Her gün bir umutla başını sıcacık yastığından kaldırıp güneşin doğuşuna şahitlik eden insanoğlu, diğer tüm canlılardan kendini üstün gören, belki de zekasıyla gerçekten fark yaratma kabiliyeti olan o varlık, pes etme içgüdüsüyle yollara koyuluyor her gün. Etrafında milyonlarca daha var kendisinden, gördükleri tek şey ise yolun sonundaki herkese mutluluk getirdiği varsayılan o ışık.

Yolun sonundaki ışığa odaklanmaz mı hep insanoğlu? Tünele girdiğimiz zaman, etrafımıza bakıp incelemek yerine o çıkış ışığını aramaz mı gözlerimiz? Ona ulaşmamız ile birlikte mutluluk, özgürlük de bizimle gelir derler, hep gelir mi gerçekten?

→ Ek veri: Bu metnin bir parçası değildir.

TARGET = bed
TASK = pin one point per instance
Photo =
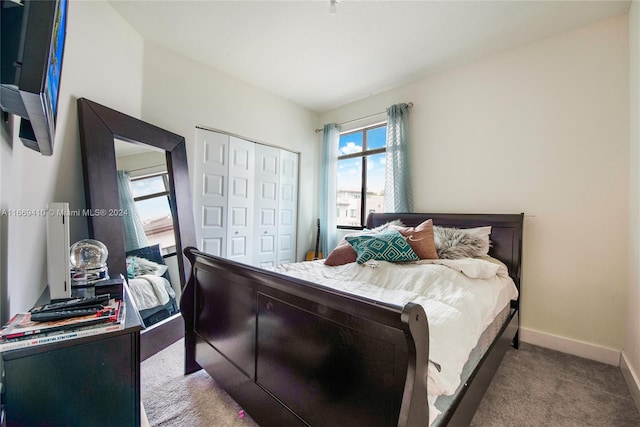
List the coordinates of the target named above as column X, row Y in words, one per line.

İnsanoğlu nankör bir varlıktır, yolun keyfine varmak veya ondan zevk almaya çalışmak yerine hep sonuna ulaşmak ister, hep o ışığı arar gözleri. Belki de gerçek mutluluk ve özgürlük bizi o ışığa her saniye daha da yaklaştıran tünele minnet duymaktır. Yolculuk boyunca, ona binlerce kez teşekkür etmektir, o ışığa bizi ulaştırdığı için. Fakat hayattaki her şey gibi o ışığın da bir bedeli vardır: zorluklar, güçlükler, göz yaşları…

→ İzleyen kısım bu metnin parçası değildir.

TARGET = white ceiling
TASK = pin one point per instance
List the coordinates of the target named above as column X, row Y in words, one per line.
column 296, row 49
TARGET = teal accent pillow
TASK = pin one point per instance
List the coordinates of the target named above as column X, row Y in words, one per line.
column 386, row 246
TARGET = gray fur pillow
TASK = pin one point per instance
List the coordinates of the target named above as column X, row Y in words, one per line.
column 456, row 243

Yolda yürürken karşımıza bir çakıl taşı çıktığında gideceğimiz yere gitmekten vazgeçip eve mi döneriz, yoksa yanından yürüyüp geçer miyiz? Tabii ki yanından yürüyüp geçeriz bazen onun üstesinden geldiğimizin farkında bile olmayız. Bazen yolu kapatırlar, başka bir yoldan dolanıp devam ederiz varacağımız noktaya ya da bazen sınırları kapatırlar, bir süre bekleriz, açtıkları zaman koyuluruz yola. Neden hiç önümüze çıkan engelleri; yürürken veya araba kullanırken kendimize bir sorun etmeyip hayatımızdaki zorluklardan dolayı yolun sonuna varmadan pes etmeye meyilli hale gelelim veya getirililelim ki?

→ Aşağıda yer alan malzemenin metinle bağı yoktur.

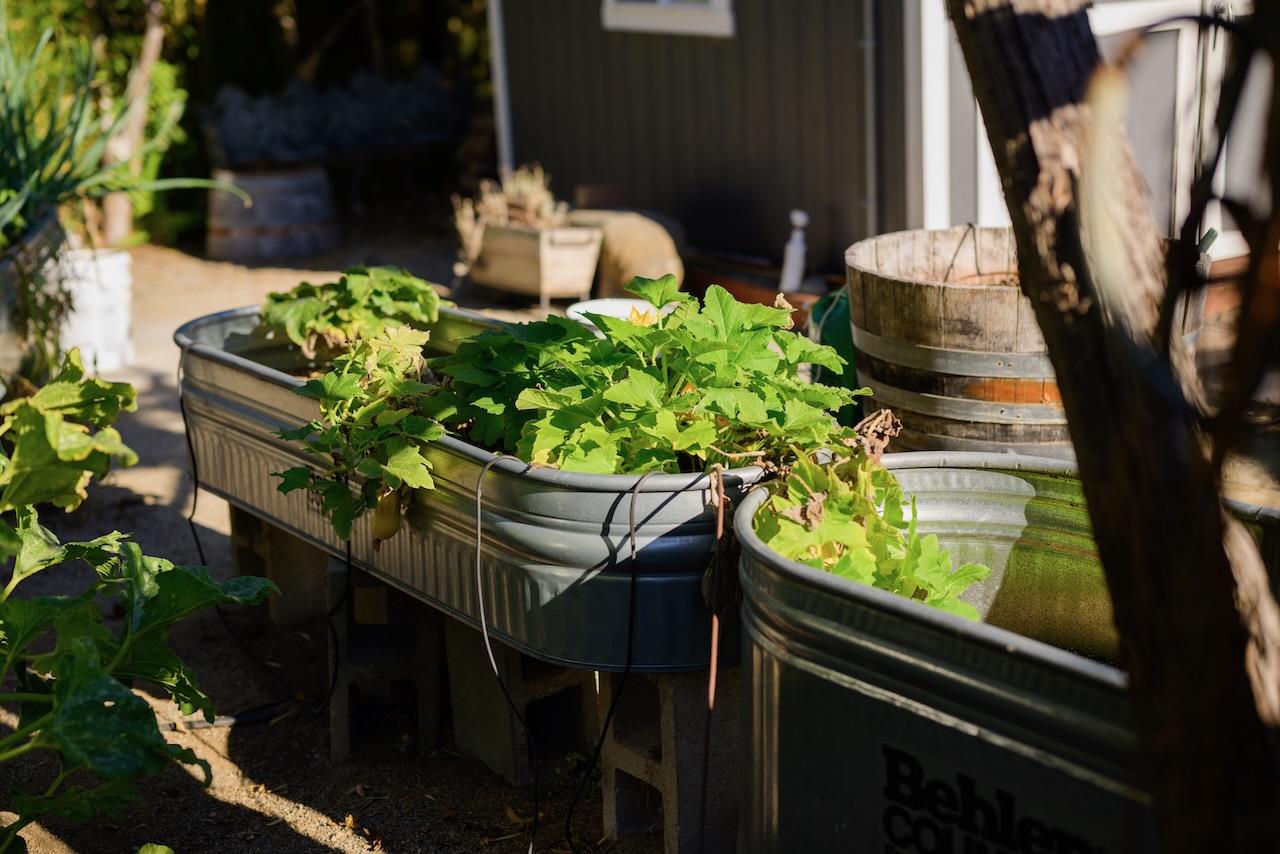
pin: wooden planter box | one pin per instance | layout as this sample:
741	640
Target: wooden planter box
548	263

Olayların nesnel olarak ne oldukları değil, bizim algılayışımız açısından ne oldukları bizi mutlu veya mutsuz kılar. Epiktetos’un da dediği gibi “İnsanları huzursuz eden olaylar değil, olaylar hakkında görüşleridir.” Eğer hayatımızda karşımıza çıkan bir zorluğu, bir basamak olarak görüp onun yardımıyla bir adım daha yükselsek ne mi olur? İşte o basamağın üstüne çıkıp baktığınız zaman, yani gözünüzü yolun sonundaki o ışıktan biraz yukarıya doğru kaldırdığınız zaman, gitmek için gece gündüz uğraştığınız o ışığa sizi taşıyan yapıyla yani zihninizle karşı karşıya gelirsiniz.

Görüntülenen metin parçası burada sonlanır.